Histochemical staining for DBA lectin. A: a case of ICGN. B: a normal dog. Bowman’s capsule shows positive signal in the ICGN kidney and negative signal in the normal kidney. The thin limbs of the loop of Henle also showed positive signals in ICGN kidneys. Arrows indicate positive signals in Bowman’s capsule. Bars: 80 µm.

UEA-I: In normal kidneys, positive signals were observed in the apical surfaces of the thick ascending limbs and distal tubules. These signals were restricted to segments that are close to the glomeruli, and signals in the the macula densa were markedly strong. The binding pattern of UEA-I in normal canine kidney replicates what we described in our previous report [16]. In the ICGN kidneys, expansion of the positive area was observed in four out of 12 cases, and staining signals were not restricted to the segments close to the glomeruli (Fig. 3). Two cases showed weak signals in general, and particularly in the region of the macula densa (Fig. 3). The remaining 6 cases showed staining patterns similar to normal kidneys. The macula densa is a specialized region of the thick ascending limb adjacent to the hilum of the glomerulus, and plays an important role in the control of body fluid balance and blood pressure as a sensor of the tubuloglomerular feedback system and the renin-angiotensin system. Changes of the signal intensity of UEA-I might reflect upon the functional changes of the macula densa in the kidneys of ICGN dogs. For example, in human ICGN, upregulation of cyclooxygenase-2, which is constitutively expressed in the macula densa and stimulates the renin-angiotensin system and tubuloglomerular feedback [4, 6], was reported in membranoproliferative glomerulonephritis [7]. However, the present study found no relationship between the staining pattern for UEA-I in the macula densa and the clinical and clinicopathological profiles of ICGN cases (Tables 1 and 3).

Fig. 3.

Histochemical staining for UEA-I lectin. A & B: cases of ICGN. A: positive signals are observed in many of the distal tubules. B: positive signals are restricted to the surface area of the macula densa. C: a normal dog. Arrows indicate the macula densa. Bars: 80 µm.

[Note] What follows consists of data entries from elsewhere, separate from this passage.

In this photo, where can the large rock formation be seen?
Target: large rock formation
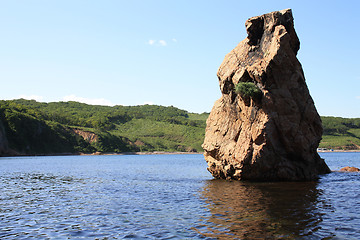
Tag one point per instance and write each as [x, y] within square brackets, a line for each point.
[272, 135]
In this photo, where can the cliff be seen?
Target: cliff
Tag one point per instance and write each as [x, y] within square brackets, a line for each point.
[268, 128]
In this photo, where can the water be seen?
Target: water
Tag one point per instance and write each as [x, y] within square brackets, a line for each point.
[169, 197]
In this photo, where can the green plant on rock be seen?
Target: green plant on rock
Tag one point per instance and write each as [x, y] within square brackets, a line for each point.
[248, 90]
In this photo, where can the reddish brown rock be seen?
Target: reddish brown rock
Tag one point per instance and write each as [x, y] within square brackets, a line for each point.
[349, 169]
[275, 136]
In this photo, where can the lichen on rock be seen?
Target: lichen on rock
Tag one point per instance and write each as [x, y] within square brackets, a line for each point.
[274, 137]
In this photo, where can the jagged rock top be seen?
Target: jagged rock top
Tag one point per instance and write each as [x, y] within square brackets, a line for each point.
[273, 137]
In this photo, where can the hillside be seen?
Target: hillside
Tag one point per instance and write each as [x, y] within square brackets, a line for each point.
[341, 133]
[30, 127]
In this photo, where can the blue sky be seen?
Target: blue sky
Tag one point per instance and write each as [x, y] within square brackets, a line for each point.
[165, 52]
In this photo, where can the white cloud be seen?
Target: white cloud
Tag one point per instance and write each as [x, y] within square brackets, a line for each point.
[162, 42]
[32, 97]
[91, 101]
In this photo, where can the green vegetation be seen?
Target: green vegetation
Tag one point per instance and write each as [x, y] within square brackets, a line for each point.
[70, 127]
[248, 89]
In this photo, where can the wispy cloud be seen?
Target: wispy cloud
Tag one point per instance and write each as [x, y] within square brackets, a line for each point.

The present study documented lectin-binding patterns in the kidneys of canine ICGN. The profiles of binding patterns varied among the cases, and there was no specific pattern which correlated with the type of ICGN (membranous glomerulopathy, membranoproliferative glomerulonephritis, and others) or its respective clinical features (nephrotic syndrome, hypertension, and stage of chronic kidney disease). The diversity of lectin-binding patterns may reflect the diversity of pathologies among cases, as well as the complicated pathophysiological status of the nephron in canine ICGN.